I'm almost a week into the medication and so far I'm not really noticing any changes. Although in the mornings when my alarm goes off I actually seem to be able to wake up and get up, rather than my usual feeling that I have become permanently attached to the mattress. But I am unsure at this point if this is due to meds or because I'm trying to have a regular-ish bedtime routine.
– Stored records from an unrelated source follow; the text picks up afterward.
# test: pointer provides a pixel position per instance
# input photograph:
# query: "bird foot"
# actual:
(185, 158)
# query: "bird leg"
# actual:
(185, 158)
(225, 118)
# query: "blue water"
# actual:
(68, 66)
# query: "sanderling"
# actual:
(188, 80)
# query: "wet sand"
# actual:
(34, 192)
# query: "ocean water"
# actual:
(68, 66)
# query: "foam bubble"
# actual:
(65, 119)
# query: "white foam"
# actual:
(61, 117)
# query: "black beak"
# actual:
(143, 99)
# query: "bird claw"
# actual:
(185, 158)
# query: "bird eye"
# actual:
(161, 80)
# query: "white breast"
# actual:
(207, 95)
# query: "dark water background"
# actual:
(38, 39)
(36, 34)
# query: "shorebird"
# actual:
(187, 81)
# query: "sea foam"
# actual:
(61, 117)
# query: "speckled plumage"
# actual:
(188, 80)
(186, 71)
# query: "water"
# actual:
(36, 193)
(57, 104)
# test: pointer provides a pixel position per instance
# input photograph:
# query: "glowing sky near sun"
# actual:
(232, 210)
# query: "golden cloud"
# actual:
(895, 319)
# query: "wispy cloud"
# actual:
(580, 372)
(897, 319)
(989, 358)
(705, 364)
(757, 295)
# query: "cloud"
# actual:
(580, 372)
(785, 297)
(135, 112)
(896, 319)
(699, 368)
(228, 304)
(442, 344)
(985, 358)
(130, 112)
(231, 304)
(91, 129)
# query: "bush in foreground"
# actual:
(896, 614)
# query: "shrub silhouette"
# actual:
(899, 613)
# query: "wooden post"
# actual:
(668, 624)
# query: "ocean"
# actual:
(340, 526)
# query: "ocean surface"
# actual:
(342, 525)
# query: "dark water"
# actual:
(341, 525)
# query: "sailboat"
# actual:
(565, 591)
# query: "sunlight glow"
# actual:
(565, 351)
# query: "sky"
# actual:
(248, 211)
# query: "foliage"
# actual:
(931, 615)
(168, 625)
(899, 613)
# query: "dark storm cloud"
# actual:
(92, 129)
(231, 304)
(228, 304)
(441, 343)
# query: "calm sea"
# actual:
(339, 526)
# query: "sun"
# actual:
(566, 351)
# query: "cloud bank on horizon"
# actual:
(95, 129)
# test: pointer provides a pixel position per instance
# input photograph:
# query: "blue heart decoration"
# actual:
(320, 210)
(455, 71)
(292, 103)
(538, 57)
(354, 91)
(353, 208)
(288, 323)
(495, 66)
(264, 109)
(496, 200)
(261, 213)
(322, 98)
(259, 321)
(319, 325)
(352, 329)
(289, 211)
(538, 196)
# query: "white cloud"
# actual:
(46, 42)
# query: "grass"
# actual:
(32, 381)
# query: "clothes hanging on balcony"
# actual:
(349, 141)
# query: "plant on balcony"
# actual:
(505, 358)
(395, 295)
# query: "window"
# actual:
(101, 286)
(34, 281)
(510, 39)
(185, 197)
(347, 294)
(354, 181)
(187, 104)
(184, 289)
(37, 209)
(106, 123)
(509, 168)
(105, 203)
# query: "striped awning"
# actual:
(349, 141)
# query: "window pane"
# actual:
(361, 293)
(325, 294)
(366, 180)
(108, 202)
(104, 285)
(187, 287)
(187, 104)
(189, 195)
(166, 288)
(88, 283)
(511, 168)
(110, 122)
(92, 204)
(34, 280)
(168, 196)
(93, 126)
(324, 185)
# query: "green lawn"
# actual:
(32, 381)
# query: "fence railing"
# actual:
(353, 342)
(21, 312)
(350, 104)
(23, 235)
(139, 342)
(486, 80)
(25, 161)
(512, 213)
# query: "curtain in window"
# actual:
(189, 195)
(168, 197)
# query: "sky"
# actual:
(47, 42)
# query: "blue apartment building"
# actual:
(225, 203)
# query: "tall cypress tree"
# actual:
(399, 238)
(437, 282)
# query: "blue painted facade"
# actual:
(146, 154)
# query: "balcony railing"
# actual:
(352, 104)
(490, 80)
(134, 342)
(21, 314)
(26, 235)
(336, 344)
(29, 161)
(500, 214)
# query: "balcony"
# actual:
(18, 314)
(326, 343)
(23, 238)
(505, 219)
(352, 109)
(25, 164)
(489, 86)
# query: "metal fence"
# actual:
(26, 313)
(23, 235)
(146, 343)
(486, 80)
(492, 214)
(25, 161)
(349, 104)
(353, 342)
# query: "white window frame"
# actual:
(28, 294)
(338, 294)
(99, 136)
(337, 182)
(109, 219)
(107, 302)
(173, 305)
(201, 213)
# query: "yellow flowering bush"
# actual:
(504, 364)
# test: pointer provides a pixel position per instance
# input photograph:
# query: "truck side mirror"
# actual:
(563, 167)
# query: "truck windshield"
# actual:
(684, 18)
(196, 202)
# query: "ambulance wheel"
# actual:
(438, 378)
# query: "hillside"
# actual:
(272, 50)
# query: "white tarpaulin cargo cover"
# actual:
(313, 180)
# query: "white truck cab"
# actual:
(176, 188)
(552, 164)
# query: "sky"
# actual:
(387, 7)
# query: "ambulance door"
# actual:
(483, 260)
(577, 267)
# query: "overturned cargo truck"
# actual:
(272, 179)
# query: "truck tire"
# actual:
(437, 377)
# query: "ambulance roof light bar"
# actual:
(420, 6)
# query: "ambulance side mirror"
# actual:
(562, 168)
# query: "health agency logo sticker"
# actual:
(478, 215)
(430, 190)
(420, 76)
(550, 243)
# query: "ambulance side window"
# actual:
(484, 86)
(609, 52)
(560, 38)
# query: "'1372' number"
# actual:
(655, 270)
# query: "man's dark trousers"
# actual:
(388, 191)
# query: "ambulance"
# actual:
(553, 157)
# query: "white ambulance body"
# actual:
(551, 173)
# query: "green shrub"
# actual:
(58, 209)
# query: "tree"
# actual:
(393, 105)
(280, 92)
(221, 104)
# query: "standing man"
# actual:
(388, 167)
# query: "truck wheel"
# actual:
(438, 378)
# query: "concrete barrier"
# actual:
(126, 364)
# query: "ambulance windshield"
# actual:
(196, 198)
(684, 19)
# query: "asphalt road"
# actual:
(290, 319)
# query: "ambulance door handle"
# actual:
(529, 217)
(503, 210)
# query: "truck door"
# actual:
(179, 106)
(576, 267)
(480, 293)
This morning I had my first therapy appointment since the holiday break. Mostly I just went on about my problems at work and with my family and avoided the subject of eating for the entire hour. I don't want to talk with her about it right now. Or ever. But I can't exactly just up and quit going right now because of all this other shit I've got going on that I can't handle. I need help, but I need it on my own terms or I'll end up quitting my entire treatment program without warning like I did two years ago. It didn't help that time, and in fact I think that's part of why I'm such an absolute wreck right now.
Also today I did the very adult thing of signing up for a service that helps track spending and budget your money. So as I had figured, most of my money goes to rent and then another large chunk goes to medical bills, then it trickles down to other bills from there. The only bit of money that regularly gets to be for me is for cigarettes, and I've even had to cut down significantly on that one remaining pleasure. At my current rate I can never afford to retire, so it looks like having a reduced lifespan will actually be a benefit for once. It's been a very cynical sort of day today.